A couple of years ago, some relevant Pakistani government departments had hinted that the water availability in the country had plummeted from 5,300 cubic metres per person in 1950 to almost 1,000 cubic metres to touch the globally set water scarcity level, but no government functionary had moved.
It was also predicted that average agriculture produce in the country would drop 25 per cent by 2050 due to water shortage, resulting in increased poverty and hunger, but no eyebrows were raised in the cozy power corridors!

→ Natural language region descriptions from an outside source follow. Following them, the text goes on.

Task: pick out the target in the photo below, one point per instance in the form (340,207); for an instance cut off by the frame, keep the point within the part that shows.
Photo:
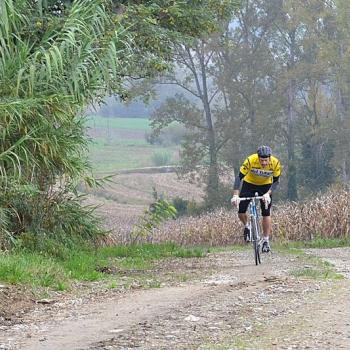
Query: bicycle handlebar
(250,198)
(255,197)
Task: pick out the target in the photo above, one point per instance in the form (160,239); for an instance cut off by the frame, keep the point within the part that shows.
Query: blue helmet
(264,151)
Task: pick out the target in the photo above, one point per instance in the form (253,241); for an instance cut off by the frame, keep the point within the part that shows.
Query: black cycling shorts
(249,190)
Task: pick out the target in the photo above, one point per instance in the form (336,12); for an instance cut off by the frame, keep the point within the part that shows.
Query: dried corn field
(326,216)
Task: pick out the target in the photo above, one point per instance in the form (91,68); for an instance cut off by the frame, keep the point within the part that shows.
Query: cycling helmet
(264,151)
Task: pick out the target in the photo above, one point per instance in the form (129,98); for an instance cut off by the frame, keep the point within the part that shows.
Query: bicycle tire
(255,239)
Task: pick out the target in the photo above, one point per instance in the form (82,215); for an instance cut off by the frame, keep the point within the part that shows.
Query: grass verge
(81,263)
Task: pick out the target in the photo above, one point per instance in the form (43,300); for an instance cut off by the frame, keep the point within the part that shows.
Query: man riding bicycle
(259,173)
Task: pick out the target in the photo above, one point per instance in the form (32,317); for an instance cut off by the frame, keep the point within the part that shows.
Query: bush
(161,158)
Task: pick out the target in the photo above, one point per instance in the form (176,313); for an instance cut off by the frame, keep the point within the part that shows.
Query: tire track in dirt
(233,304)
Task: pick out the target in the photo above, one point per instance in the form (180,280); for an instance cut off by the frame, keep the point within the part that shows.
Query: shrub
(161,158)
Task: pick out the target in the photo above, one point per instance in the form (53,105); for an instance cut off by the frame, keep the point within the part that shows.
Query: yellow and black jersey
(255,174)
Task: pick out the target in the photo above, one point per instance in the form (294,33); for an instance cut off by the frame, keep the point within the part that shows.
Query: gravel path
(229,303)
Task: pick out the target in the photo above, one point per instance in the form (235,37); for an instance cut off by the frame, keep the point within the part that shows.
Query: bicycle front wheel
(255,239)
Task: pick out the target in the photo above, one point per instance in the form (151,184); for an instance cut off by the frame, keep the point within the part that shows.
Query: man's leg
(243,217)
(266,223)
(266,226)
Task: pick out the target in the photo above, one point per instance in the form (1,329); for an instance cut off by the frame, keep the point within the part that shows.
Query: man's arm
(275,183)
(237,183)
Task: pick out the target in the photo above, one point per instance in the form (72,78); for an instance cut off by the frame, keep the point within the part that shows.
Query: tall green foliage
(51,67)
(56,58)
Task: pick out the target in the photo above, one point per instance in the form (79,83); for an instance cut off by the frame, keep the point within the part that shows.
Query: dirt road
(226,303)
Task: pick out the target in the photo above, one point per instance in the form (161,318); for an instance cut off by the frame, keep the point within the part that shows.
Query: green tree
(56,59)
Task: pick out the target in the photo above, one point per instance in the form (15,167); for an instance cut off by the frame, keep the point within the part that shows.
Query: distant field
(119,123)
(120,143)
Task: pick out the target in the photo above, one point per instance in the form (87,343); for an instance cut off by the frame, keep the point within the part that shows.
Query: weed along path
(222,301)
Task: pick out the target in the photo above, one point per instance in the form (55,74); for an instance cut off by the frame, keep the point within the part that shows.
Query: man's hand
(267,199)
(235,200)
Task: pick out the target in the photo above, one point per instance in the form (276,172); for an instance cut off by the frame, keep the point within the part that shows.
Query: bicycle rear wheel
(255,239)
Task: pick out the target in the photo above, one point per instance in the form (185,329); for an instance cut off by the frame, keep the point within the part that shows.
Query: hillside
(123,201)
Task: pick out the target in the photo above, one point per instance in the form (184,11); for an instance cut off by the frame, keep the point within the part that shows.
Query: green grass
(111,158)
(118,123)
(85,264)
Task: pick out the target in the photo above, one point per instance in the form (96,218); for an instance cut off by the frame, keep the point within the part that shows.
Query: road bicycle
(255,229)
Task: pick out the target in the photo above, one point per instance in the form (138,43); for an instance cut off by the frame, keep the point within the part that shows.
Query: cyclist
(259,173)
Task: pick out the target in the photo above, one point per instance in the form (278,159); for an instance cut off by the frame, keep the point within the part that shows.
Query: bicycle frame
(254,226)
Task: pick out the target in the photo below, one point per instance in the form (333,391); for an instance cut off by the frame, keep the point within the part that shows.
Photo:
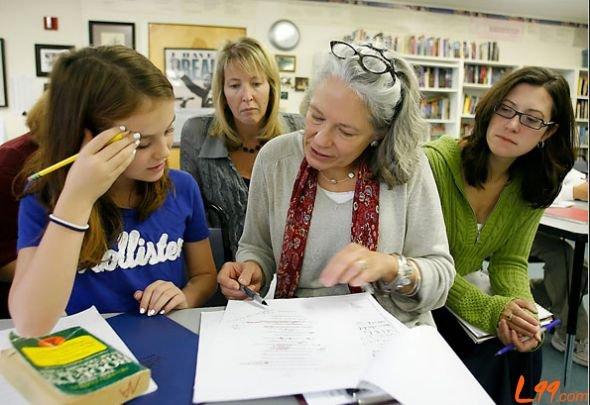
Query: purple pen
(508,348)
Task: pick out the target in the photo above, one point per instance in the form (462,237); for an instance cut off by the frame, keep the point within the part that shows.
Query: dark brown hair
(542,169)
(91,89)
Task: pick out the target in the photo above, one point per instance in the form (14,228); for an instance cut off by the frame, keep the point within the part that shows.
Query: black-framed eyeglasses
(529,121)
(378,64)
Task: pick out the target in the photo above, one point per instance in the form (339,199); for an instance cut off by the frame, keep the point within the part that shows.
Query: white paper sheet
(292,346)
(90,320)
(427,371)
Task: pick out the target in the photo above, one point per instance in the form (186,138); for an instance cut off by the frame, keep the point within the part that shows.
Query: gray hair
(394,113)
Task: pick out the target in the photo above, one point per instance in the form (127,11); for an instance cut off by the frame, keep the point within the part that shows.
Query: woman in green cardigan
(493,186)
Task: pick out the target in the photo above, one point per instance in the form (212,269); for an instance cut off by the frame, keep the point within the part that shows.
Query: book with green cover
(72,366)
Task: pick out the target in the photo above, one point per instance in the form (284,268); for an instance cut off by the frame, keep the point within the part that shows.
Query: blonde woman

Meanwhile, numerous reports from reputed institutions had pointed out that not only was the unabated over-pumping in the country depleting the ground water resource, but 5,000 million gallons of used and untreated wastewater was also being discharged into rivers and lakes——-hence polluting the source.
But all these alarming facts had fallen on deaf ears.
A research undertaken by the Jang Group and Geo Television Network, by taking into account the most recent studies of the United Nations, a renowned British risk management consultancy firm Messrs Verisk Maplecroft, the Asian Development Bank and the United States-based World Resources Institute having a staff of 450 scientists and economists, reveals that round 700 million people in 43 countries, including Pakistan, suffer from water scarcity today.
Global water use has been growing at more than twice the rate of population increase in the last century, hence leading to an increase in the number of regions that are chronically short of water.
By 2025, 1.8 billion people will be living in countries or regions with absolute water scarcity, and two-thirds of the world’s population could be living under water-stressed conditions. The United Nations has estimated that with the existing climate change scenario, almost half the world’s population will be living in areas of high water stress by 2030, including between 75 million and 250 million people in Africa.
And in addition, water scarcity in some arid and semi-arid places would displace between 24 million and 700 million people. Currently, around 1.2 billion people, or almost one-fifth of the world’s population, live in areas of physical scarcity, and 500 million people are approaching this situation.
Moreover, another 1.6 billion people, or almost one quarter of the world’s population, face economic water shortage, especially in countries that lack the necessary infrastructure to take water from rivers and aquifers.
However, lessons can be learnt from extremely water-stressed countries like Singapore, which invests heavily in technology, international agreements, and responsible management, allowing it to meet its freshwater needs. Advanced rainwater capture systems contribute 20 percent of Singapore’s water supply, 40 percent is imported from Malaysia, grey water reuse adds 30 percent, and desalination produces the remaining 10 percent of the supply to meet the country’s total demand.
These innovative management plans have provided a stable water supply for Singapore’s industrial, agricultural, and domestic users-even in the face of significant baseline water stress.
According to World Health Organisation (WHO), at least 1.8 billion people worldwide are estimated to drink contaminated water.
Research tells that nowhere on Earth is the critical inter-relationship between water and energy more evident than in the Asia-Pacific region, home to 61 per cent of the world’s people and with its population expected to reach five billion by 2050. The Asian Development Bank forecasts a massive rise in energy consumption in the Asia-Pacific region: from barely 33 per cent of global consumption to 51-56 per cent by 2035.